While this sounds simple, there are a few subtleties and potential knobs to tweak:

If a function returns a data structure that references both values that were created very early and very late on the function's stack, the stack fragment that needs to be moved onto the heap can include the entire call frame. A smarter collection algorithm (e.g. compacting the stack fragment before moving it) might make sense in such a situation. There are a lot of similarities with garbage collection strategies here.
How should boxed values be treated? If stack references can be stored in boxed values, checking the return value of a function might require recursively walking boxed data structures, which could be expensive.

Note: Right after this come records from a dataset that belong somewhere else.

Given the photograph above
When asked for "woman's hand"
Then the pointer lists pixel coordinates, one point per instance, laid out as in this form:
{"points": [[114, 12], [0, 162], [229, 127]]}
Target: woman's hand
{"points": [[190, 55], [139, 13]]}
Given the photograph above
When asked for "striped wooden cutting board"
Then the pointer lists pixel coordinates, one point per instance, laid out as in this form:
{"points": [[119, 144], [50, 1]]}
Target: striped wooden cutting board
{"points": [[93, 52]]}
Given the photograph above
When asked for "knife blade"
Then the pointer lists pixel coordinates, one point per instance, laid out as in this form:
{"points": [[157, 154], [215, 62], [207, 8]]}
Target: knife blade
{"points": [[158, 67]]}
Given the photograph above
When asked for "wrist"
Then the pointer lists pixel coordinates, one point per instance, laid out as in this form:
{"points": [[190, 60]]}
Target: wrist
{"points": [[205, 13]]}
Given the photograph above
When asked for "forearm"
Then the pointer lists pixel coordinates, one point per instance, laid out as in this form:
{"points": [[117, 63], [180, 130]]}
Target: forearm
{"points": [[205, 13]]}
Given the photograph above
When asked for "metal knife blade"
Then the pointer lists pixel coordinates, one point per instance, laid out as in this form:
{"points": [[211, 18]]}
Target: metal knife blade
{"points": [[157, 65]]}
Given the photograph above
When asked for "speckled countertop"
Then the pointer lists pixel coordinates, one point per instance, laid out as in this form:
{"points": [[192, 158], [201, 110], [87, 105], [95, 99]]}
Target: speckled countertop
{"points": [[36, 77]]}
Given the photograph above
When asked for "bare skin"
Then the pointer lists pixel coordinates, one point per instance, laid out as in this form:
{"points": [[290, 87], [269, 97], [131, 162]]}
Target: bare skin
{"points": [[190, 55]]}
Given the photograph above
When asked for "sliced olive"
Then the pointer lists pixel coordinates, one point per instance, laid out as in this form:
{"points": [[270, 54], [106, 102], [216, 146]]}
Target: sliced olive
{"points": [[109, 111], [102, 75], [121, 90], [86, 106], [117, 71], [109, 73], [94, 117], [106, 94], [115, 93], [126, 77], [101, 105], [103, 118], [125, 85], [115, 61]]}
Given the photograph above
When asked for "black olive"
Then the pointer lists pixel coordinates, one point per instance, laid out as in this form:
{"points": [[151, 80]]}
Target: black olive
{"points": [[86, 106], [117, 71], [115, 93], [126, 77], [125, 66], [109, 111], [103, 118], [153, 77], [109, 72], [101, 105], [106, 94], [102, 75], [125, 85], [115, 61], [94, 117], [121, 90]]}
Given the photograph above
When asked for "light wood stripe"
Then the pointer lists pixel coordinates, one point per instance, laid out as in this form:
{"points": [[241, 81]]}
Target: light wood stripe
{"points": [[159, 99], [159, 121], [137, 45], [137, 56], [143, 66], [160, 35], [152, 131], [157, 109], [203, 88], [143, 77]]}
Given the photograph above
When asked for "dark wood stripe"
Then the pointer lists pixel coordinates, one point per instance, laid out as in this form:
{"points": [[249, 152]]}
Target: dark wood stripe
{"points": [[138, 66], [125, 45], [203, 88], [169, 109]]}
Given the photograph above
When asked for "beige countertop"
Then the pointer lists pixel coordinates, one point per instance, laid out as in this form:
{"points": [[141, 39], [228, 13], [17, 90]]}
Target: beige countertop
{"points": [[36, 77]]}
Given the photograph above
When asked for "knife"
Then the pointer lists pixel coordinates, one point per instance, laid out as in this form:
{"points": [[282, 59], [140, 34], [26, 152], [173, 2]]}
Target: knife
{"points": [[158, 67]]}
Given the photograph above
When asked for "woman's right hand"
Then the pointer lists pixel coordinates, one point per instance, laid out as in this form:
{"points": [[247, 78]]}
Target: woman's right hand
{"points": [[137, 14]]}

An alternative might be to let boxed data structure trigger the move from stack to heap for all of its affected stack references, but this would potentially copy also data that never outlives the enclosing function. Recursively walking boxed data structure might thus be the better option.
Determining the min/max stack references of the threatened area requires scanning the return value, but then the return value's stack references also need to be updated so that they point at the newly allocated stack fragment on the heap, which requires walking the return value again and fixing all the pointers. Is there a better way to do this?

Cleaning up stack references in such a way is effectively a weird mix between Rust's ownership model and standard garbage collection: Just like in Rust, references are allowed as long as the borrowed data is alive. But in contrast to Rust, this guarantee is enforced dynamically, which requires GC-like clean up operations for the threatened part of the stack.

Lastly, all of the above sounds pretty similar to what happens for closures, because both cases are about keeping referenced data alive longer than the call frame the data was created in. Is the above idea just an extension of closures to all data?

I'm not aware of languages with this memory management model, so I'm hoping to build a small prototype to see how such a language performs in practice.